Anyway, I thank you for yor comment and kind words, RNandmommyto2.

Dave

Specializes in Psych, Geriatrics.

Get ready for some suds...

Our state is in the process of closing its state institutions. They have already closed all of them for child and adolescent. The private hospitals won't take kids without insurance. The ER has nowhere to send them. There are only a small handful of community crisis beds available, most of which will also refuse truly violent patients, nor will they hold for court evaluations. This dumps the violent kids back into their (often) violent families, the prison system, or worse. The move to community centers sounds wonderful on paper, but the community is not trained or equipped to handle the most violent mental patients. And, there just are not enough community beds b/c they didn't get the extra funding when the big hospital closed. The very, very long-term'rs they pretty much just let loose into the community, or trumped up a charge to move them to forensics, although a few might have been accepted at PCH/ALFs...maybe.

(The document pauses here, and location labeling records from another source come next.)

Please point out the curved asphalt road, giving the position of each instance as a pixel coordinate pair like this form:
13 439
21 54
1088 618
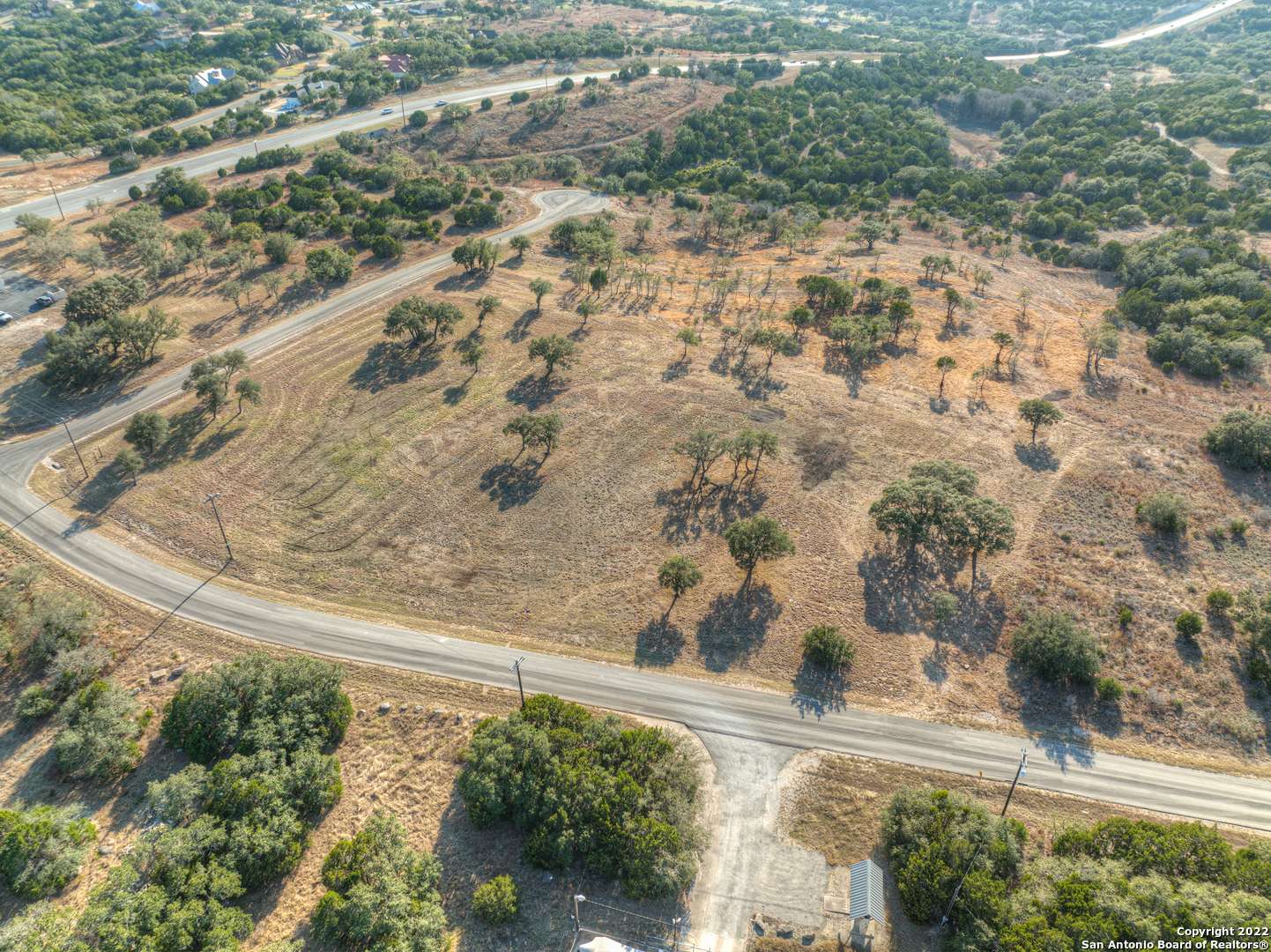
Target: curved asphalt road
703 705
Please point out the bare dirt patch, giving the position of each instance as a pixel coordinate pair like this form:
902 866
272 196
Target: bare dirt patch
377 480
834 805
405 762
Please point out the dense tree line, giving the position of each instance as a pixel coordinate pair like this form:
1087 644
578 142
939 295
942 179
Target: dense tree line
83 78
1116 880
583 788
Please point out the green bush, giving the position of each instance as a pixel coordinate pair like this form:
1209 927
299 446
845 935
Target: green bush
36 703
621 801
1109 690
257 702
52 621
42 848
827 647
1054 649
1164 511
1188 624
931 837
98 739
382 894
494 902
1219 601
1242 439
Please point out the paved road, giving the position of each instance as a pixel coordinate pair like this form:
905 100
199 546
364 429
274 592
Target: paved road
1190 19
115 189
704 705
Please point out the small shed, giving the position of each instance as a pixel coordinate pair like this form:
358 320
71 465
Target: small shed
866 896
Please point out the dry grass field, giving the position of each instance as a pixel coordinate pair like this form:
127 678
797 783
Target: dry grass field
209 322
405 762
375 478
636 108
834 805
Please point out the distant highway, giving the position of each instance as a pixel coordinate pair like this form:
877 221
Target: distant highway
703 705
115 189
1205 13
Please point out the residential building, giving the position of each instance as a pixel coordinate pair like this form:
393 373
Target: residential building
206 79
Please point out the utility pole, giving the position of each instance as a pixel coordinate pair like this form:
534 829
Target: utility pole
57 200
1020 771
517 666
75 448
212 498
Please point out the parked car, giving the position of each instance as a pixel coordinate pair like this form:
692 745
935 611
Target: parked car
51 296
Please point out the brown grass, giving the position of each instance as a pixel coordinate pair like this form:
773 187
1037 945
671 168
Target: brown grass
405 762
209 322
834 805
377 480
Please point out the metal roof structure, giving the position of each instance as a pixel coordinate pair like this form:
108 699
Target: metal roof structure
866 899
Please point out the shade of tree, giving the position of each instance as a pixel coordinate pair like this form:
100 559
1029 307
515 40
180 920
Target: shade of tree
554 351
42 849
943 364
756 539
382 892
487 305
621 801
1241 439
256 702
703 448
1052 647
828 647
147 431
98 733
1037 413
496 902
247 390
129 465
330 266
678 575
539 287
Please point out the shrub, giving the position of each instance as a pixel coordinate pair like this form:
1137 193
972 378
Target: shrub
36 703
42 848
827 647
77 667
258 703
1164 511
1219 601
100 733
931 836
1052 647
621 801
1188 624
945 606
1242 439
494 902
1109 690
382 894
279 248
54 621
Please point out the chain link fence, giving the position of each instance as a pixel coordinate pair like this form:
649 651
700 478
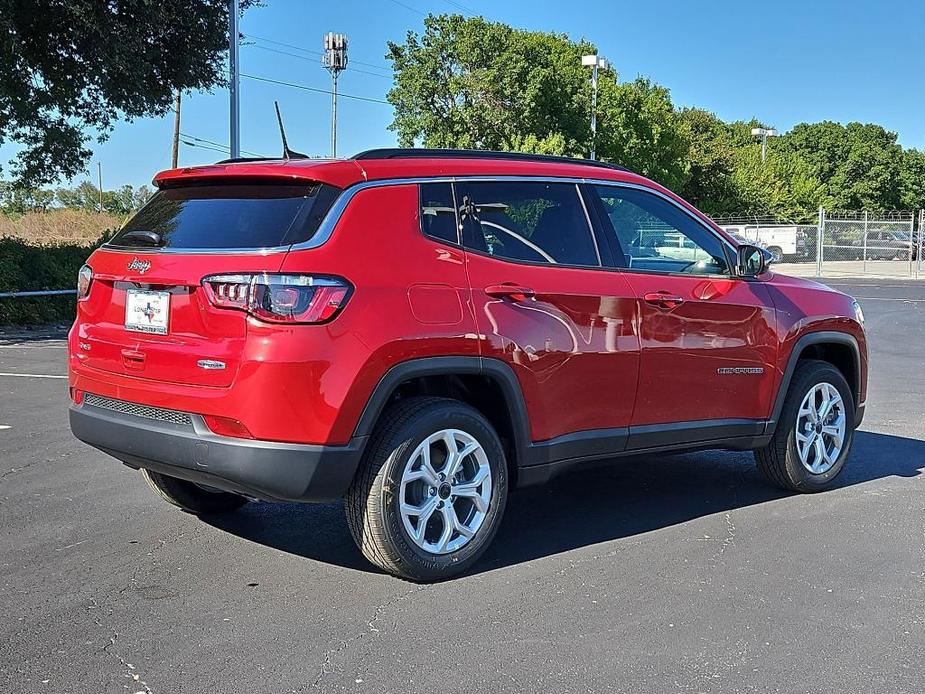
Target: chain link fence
838 244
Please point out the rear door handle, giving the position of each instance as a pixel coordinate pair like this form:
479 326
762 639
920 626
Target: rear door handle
663 299
508 290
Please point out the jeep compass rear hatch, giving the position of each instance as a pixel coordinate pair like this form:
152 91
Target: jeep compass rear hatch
169 293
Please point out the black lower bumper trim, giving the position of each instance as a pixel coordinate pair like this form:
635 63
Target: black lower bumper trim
262 469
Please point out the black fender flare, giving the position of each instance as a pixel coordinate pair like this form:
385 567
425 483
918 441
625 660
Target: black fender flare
807 340
495 369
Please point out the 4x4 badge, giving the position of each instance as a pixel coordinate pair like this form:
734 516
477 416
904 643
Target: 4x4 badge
142 266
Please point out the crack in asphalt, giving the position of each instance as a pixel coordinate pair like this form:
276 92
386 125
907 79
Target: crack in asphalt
327 665
108 649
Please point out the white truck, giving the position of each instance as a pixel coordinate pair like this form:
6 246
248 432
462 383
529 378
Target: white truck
785 242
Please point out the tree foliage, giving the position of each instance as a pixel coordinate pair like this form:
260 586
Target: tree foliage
16 201
75 67
470 83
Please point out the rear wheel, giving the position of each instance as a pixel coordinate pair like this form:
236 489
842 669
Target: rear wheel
431 490
192 497
814 434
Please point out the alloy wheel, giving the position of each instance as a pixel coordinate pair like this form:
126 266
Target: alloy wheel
445 491
821 428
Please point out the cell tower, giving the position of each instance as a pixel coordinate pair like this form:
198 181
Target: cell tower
335 60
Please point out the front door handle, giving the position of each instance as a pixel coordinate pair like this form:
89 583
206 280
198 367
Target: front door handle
509 290
664 300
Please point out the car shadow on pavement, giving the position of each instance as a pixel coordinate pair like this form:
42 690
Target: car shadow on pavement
617 499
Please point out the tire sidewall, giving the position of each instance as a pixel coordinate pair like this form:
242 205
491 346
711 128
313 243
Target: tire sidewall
451 416
795 469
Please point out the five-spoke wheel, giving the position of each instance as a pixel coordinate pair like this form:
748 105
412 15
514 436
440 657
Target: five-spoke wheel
431 490
445 491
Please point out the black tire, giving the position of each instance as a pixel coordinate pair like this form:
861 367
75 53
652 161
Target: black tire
191 497
373 499
779 460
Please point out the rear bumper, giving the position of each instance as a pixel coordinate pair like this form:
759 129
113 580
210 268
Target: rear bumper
262 469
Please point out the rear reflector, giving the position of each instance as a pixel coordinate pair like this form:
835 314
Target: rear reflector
279 298
226 426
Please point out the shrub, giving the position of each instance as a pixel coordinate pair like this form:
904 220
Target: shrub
24 267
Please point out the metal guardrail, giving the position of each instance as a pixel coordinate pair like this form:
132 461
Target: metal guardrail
44 292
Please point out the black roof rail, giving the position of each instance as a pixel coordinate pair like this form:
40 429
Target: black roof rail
436 153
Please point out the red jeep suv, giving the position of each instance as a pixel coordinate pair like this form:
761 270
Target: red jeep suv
422 331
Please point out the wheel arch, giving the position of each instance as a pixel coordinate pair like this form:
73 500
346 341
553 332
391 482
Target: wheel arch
488 385
838 349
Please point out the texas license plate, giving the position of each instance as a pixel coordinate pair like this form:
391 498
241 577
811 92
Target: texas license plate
146 311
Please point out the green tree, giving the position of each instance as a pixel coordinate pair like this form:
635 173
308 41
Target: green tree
858 164
711 161
474 84
639 128
912 180
73 68
471 83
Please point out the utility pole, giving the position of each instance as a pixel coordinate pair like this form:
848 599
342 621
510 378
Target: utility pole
764 134
334 60
234 79
99 171
176 131
595 62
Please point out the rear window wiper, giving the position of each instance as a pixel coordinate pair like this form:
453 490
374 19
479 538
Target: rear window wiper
141 237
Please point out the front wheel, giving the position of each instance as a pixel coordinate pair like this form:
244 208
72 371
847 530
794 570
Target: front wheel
431 490
814 434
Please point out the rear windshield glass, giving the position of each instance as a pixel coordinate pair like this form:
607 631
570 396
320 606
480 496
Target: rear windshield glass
228 216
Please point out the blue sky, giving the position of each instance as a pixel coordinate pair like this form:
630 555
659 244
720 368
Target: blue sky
783 62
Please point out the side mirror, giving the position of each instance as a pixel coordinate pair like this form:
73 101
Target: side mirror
752 260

The closing of the institutions hasn't worked! It just lets the mentally ill out onto the street to die, get jailed, commit violent crimes, or wander homeless. Yes, that's much less cruel than inpatient treatment!

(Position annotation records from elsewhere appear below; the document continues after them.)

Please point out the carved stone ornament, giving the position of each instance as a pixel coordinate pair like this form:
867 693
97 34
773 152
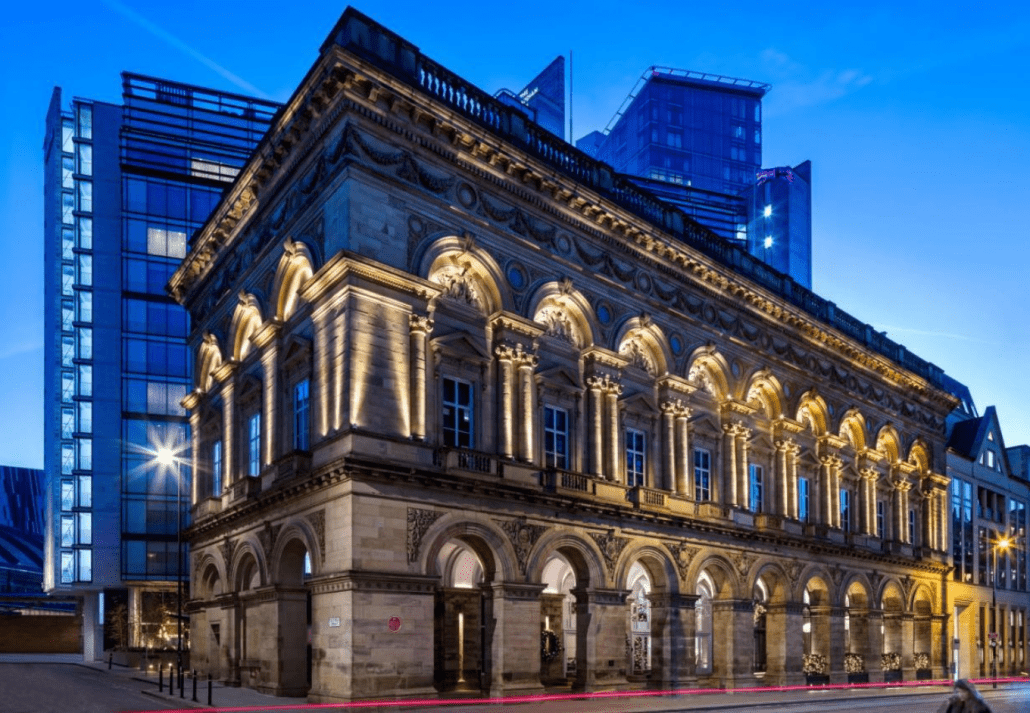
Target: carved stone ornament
558 325
458 285
794 571
419 522
639 357
611 546
683 555
523 537
742 562
317 520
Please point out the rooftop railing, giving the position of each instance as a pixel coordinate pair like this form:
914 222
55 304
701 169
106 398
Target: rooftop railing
395 55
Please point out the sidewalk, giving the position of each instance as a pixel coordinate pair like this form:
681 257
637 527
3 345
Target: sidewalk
551 702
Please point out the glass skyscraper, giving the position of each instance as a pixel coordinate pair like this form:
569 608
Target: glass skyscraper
126 185
695 140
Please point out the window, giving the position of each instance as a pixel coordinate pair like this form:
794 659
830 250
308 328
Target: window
301 415
803 498
216 469
636 456
702 474
67 495
757 487
457 413
555 437
67 567
253 447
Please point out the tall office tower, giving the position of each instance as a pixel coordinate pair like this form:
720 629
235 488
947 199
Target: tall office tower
780 219
126 185
544 97
695 140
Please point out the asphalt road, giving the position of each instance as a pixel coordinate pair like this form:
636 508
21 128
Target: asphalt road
61 687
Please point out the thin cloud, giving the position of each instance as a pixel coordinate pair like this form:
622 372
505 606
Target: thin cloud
182 46
794 91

I do see a LOT of "frequent flyers," though. Yes, the state pays part of their care. Part of the recidivism is the placement--if they do not have a supportive home/relatives/PCH to go to, they are much less likely to follow up with their outpatient care and medications and keep sane. Another part is the meds themselves: hello, it does NO good to put an uninsured (or most insurances) patient on Synagis, it's 1300 dollars per shot per month...hullo McFly...yeah Haldol's side effects suck but it's better than getting killed on the street because you are fighting strangers or gang members because of your voices in your head...docs need to kick out the pharm sales reps and kick their brains into gear. Stop putting brand-new uninsured patients on the brand-newest drugs they can't afford...Risperdal has a generic--try that first!

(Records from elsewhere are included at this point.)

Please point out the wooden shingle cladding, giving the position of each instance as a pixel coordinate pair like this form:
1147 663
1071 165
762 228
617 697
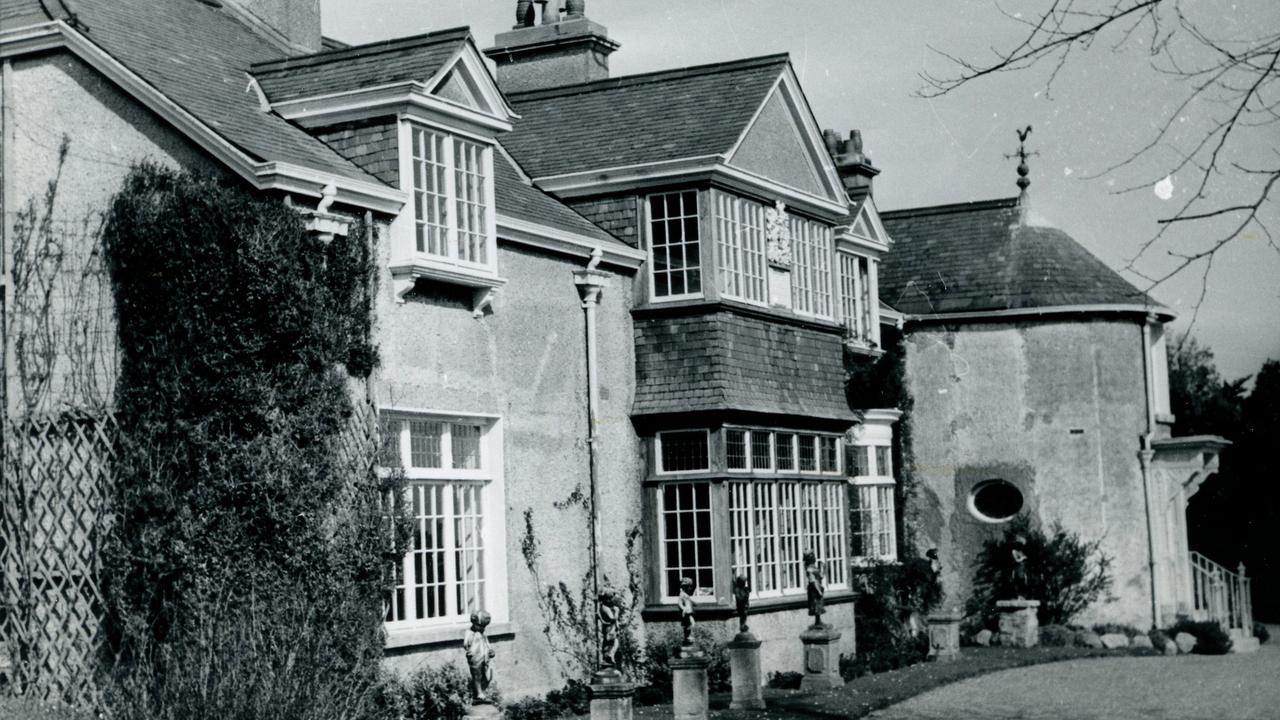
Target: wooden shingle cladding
718 359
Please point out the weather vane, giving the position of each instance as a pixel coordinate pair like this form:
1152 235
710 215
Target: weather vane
1023 171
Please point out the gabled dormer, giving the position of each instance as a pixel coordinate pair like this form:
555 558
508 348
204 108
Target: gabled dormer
423 114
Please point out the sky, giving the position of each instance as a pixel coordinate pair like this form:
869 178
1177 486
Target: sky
860 62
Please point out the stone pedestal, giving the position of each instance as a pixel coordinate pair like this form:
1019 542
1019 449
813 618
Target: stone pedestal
485 711
821 659
945 636
611 696
689 687
744 662
1018 623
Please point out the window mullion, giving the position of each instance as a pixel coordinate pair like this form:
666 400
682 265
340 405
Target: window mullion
451 197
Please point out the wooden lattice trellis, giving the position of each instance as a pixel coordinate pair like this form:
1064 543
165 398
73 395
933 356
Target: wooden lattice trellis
56 482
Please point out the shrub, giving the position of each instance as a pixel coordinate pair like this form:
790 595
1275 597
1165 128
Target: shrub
1116 628
1064 573
890 629
1057 636
1210 637
656 670
238 336
785 680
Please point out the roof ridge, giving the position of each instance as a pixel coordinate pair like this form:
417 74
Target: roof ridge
650 77
361 50
997 204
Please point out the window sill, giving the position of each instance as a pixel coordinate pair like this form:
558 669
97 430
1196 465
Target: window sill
721 611
440 634
485 283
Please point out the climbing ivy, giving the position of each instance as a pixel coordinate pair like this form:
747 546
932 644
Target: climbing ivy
250 551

There is just as much "frequent flying" at the crisis centers that do drug and alcohol rehab mixed with mental health. They come in, take up the bed, get sober, and go right back out and use the drugs again. Then they come back the next week--usually after they have been kicked out of their home/hotel. I think that something needs to be done about that situation and the money it drains before closing the hospitals and throwing the chronically mentally ill on the street.

And don't think forensics is exempt...they close those units also and just crowd them into other forensics mental health hospitals. Some patients are 5-6 per room! Lucky they're not the really violent ones.

Ugh, this topic really lights my fire! If I ever win like 500 million dollars I am going to reopen the largest state hospital!

Specializes in Psych (25 years), Medical (15 years).

Suds duly noted, RNvampire. Your Post reinforced Perspectives and added Stark Information.

Re: the use of new drugs... In the past, at two different Mental Health Clinics, I set up and ran Patient Assistance Programs for Psychotropic Medications. The Drug Companies supplied psychotropics, free of charge, to Individuals who could prove they were financially in need. Having not been involved in this area for about the past eight years, I don't really know the current status of these Programs.

As far as the Other Points you made, I'm at a loss... I have no idea what to do about the situation, short of contacting Political Officials. We all know the Wheels of Government turn slowly, if they ever turn at all.

I'm thinking that the Potentiating Factor for Change may just come from something like a Pandemic Crisis. You know, Anarchy in the Streets as a result of the Current Situation, causing a Change of Venue.

Time will tell. Thanks for your comment, RNvampire.